The stated goal of the consortium is to offer a set of principles on which they found common ground, in the hope that they will promote further conversation on corporate governance.

These principles address the following topics, among others: Board Composition; Director Responsibilities; Shareholder Rights; Public Reporting; Board Leadership; Management Succession Planning; and Compensation of Management. They emphasize critical issues of director engagement, independence, accountability and refreshment.

In many respects, the “Commonsense Principles” is one of the most substantive statements of corporate governance principles since the 2012 release by The Business Roundtable association, of its “Principles of Corporate Governance.”

That notwithstanding, the “Commonsense Principles” disappoint to the extent they do not address such critical governance concepts as board oversight of compliance and risk management, and assuring the proper hierarchical role of the general counsel. They also do not adopt a firm position on controversial concepts of director length of service and mandatory retirement age.

While intended primarily for public companies, a substantial majority of the “Commonsense Principles” have direct application to the corporate governance of large nonprofit organizations, such as health systems, academic medical centers, disease charities, health insurance companies and educational institutions.

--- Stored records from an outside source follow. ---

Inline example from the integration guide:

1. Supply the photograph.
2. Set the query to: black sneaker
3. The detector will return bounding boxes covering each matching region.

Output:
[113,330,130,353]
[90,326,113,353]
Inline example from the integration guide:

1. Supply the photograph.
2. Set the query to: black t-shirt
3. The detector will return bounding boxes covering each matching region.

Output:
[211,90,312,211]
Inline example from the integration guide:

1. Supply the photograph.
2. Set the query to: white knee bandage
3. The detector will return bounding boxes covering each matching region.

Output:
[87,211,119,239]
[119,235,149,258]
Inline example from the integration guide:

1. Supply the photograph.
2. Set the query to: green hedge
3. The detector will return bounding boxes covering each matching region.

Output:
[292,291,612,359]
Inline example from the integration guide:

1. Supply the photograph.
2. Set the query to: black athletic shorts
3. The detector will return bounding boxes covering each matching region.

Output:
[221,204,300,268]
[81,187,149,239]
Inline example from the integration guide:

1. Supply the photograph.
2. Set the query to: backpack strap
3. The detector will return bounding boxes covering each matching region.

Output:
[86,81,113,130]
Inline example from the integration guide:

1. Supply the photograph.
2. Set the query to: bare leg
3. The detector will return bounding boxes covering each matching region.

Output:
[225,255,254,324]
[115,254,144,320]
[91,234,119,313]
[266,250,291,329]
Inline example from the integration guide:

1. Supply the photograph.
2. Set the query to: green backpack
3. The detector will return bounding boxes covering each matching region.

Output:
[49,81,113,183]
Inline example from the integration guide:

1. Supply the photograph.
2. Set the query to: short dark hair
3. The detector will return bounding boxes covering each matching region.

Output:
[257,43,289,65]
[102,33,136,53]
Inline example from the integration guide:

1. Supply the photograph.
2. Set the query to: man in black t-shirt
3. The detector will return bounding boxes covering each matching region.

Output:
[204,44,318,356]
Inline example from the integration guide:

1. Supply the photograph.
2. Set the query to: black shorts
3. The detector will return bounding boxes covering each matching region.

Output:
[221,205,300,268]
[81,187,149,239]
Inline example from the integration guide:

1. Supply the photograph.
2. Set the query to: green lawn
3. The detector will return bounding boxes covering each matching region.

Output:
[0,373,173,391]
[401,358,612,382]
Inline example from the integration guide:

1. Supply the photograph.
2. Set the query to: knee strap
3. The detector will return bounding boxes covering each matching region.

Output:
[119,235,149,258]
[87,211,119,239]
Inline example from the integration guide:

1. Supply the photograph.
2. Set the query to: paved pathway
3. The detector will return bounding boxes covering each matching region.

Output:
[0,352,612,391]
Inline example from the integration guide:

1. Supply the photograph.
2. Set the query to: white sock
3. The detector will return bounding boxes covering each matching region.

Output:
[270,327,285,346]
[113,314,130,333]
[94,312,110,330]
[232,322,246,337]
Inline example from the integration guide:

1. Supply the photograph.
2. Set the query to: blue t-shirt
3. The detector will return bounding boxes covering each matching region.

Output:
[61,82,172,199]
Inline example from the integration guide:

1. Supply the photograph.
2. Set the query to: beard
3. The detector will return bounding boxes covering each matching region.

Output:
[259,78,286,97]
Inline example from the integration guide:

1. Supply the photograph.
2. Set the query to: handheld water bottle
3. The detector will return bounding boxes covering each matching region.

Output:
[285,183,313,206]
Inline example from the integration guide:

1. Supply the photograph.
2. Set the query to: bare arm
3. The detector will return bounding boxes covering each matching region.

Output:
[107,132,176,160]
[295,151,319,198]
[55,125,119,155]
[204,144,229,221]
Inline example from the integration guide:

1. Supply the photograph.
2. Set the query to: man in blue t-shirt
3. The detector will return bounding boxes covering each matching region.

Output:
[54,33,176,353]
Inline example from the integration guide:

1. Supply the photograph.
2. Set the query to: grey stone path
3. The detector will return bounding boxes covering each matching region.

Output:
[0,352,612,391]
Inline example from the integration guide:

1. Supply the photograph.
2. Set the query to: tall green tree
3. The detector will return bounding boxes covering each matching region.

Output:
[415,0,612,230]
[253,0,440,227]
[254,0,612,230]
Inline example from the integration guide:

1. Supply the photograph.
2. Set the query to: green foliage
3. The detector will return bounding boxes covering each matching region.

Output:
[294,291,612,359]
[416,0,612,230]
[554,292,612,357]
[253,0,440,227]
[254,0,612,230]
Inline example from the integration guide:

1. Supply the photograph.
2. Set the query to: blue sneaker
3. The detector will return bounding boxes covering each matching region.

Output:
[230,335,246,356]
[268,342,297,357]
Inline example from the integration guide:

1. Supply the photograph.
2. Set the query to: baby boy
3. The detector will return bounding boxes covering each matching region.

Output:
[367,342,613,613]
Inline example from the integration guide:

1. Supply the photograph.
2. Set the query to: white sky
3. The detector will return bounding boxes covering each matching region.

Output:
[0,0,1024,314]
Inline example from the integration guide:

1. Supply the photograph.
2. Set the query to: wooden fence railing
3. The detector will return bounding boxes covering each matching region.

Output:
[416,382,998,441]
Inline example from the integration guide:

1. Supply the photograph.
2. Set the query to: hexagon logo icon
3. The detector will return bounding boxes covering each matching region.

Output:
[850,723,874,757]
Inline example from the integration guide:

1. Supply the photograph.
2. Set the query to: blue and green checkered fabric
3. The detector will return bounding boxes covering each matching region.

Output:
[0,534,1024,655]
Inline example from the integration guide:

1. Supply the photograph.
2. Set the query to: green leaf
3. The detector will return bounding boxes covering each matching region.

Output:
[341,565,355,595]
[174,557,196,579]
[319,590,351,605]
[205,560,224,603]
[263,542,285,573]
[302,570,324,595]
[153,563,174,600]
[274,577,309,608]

Broadly speaking, “best practices” refer to behavior beyond that required by basic, accepted methodologies or minimum legal standards. As such, they are considered aspirational goals as opposed to legal requirements or mandates. Importantly, the adoption of governance “best practices” can be interpreted as a demonstration of “good faith” by the governing board, and the exercise of “good faith” is considered by courts to be an effective prophylactic against director liability.

Board governance committees are well advised to discuss the “Commonsense Principles” at an upcoming meeting.